The platform is expensive.

The platform provides valuable data for preventing loss in various ways. It operates on a cloud-based platform and is beneficial through email and the web.

The incident response capability has been instrumental in mitigating potential data loss. The response agents are deployed strategically, and licenses govern their access. It ensures that only authorized personnel with the appropriate IT label can intervene.

I rate it an eight out of ten.

I use Symantec Data Loss Prevention since it is a product that is currently involved in an API-level integration with Google Chrome while ensuring that users get to avail some advanced features in the current version of the solution, making it an overall good tool.

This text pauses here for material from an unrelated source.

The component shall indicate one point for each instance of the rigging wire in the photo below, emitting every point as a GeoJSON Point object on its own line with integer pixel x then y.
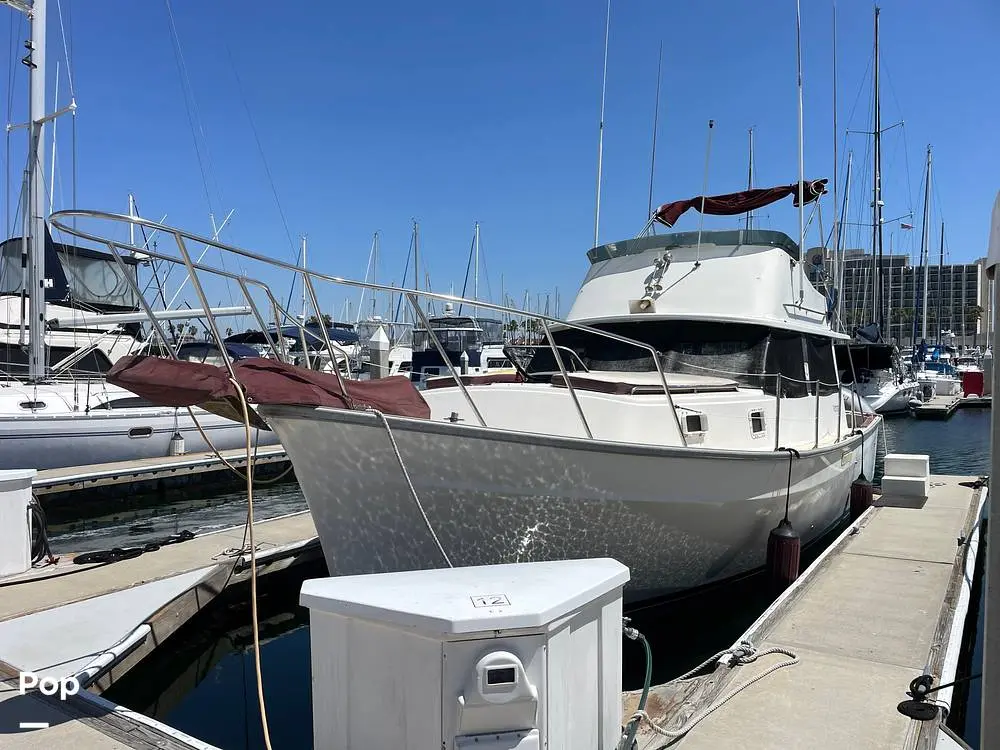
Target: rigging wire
{"type": "Point", "coordinates": [12, 74]}
{"type": "Point", "coordinates": [190, 104]}
{"type": "Point", "coordinates": [260, 149]}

The most valuable feature of the solution is its OCR process for image recognition. Symantec Data Loss Prevention can extract all the data from the image. In scenarios where a user may be trying to get some screenshots of certain confidential documents, Symantec Data Loss Prevention will extract whatever data is included in that image, after which it may block the user who was involved in the act.

Symantec Data Loss Prevention's AI technology has certain shortcomings where improvements can be made. Some source code developer companies may have multiple source code data available, and our company may upload such multiple source code data, which may go up to 50 GB of data in Symantec Data Loss Prevention, and expect the AI part to look into what should be the confidential part in such a file so that we can create a policy in our company to manage what should be blocked or allowed.

I have been using Symantec Data Loss Prevention for two years.

It is a stable solution. With Symantec Data Loss Prevention, I have never experienced any downtime.

It is a scalable solution.

The solution's technical support was good. The technical support team of Symantec used to take up cases or issues on priority.

For Symantec Data Loss Prevention, my company needs to deploy a database from Oracle and add a detection server depending on the organization's needs. A company can proceed with either a two-tier deployment or a three-tier deployment. A database from Symantec needs to be included during the deployment process compulsorily.

The solution can be deployed in a day or two. Preparing the database takes one day, and adding Symantec's detection server takes around 30 to 60 minutes.

The solution is deployed on an on-premises model.

Right now, my company seems to be interested in Censornet's DLP product features.

I recommend the product to those who plan to use it since it offers all the good features, along with a good GUI and user experience.

I rate the overall product an eight out of ten.